Bayesian maximum a posteriori‐estimation of κ turbulence model parameters using algorithmic differentiation in SOLPS‐ITER

Abstract

AbstractRadial anomalous diffusion coefficients are among the largest sources of uncertainty in mean‐field plasma‐edge codes such as SOLPS‐ITER. These coefficients are machine, scenario, and space‐dependent, thus hampering the predictive and interpretive capability of these codes. In fact, modellers usually adjust these coefficients manually, based on expert judgement or on large, computationally expensive, parameter scans. Matching data from various diagnostics, each with their own experimental uncertainties, additionally complicates the problem of finding a good parameter set.
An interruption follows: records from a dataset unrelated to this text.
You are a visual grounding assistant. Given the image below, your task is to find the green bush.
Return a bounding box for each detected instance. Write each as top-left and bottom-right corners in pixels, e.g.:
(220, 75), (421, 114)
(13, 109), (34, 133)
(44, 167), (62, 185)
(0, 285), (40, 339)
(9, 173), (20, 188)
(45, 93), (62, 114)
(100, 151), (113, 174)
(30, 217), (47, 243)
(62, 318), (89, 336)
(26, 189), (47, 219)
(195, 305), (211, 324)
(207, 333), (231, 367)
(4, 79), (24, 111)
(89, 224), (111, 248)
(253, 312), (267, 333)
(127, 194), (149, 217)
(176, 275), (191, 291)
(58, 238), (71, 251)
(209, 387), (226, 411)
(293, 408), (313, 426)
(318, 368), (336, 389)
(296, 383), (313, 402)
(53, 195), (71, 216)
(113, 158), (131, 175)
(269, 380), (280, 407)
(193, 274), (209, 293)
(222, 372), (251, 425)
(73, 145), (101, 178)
In addition, standard non‐linear regression techniques have shown to become prohibitive for expensive plasma‐edge simulations with many unknown parameters, as gradient calculation was based on finite differences. In this paper, we apply algorithmic differentiation (AD) as an efficient and more accurate alternative for gradient calculation in large, continuously developed codes as SOLPS‐ITER. In addition, the lack of uncertainty information and danger of data overfitting, key limitations of regression techniques, are overcome by combining data and uncertainties from different diagnostics in a Bayesian framework. We implement for the first time such a Bayesian inference framework into SOLPS‐ITER, using gradient‐based optimization with gradients obtained through tangent AD to find the maximum a posteriori (MAP) values of the parameters. The recently developed κ turbulence model is employed to limit the number of unknown parameters compared to full spatial profiles of diffusion coefficients. The Bayesian MAP‐estimation is compared to standard regression techniques on a small‐scale tokamak. We adopt fictitious experimental data obtained from a reference SOLPS‐ITER solution with artificial measurement noise.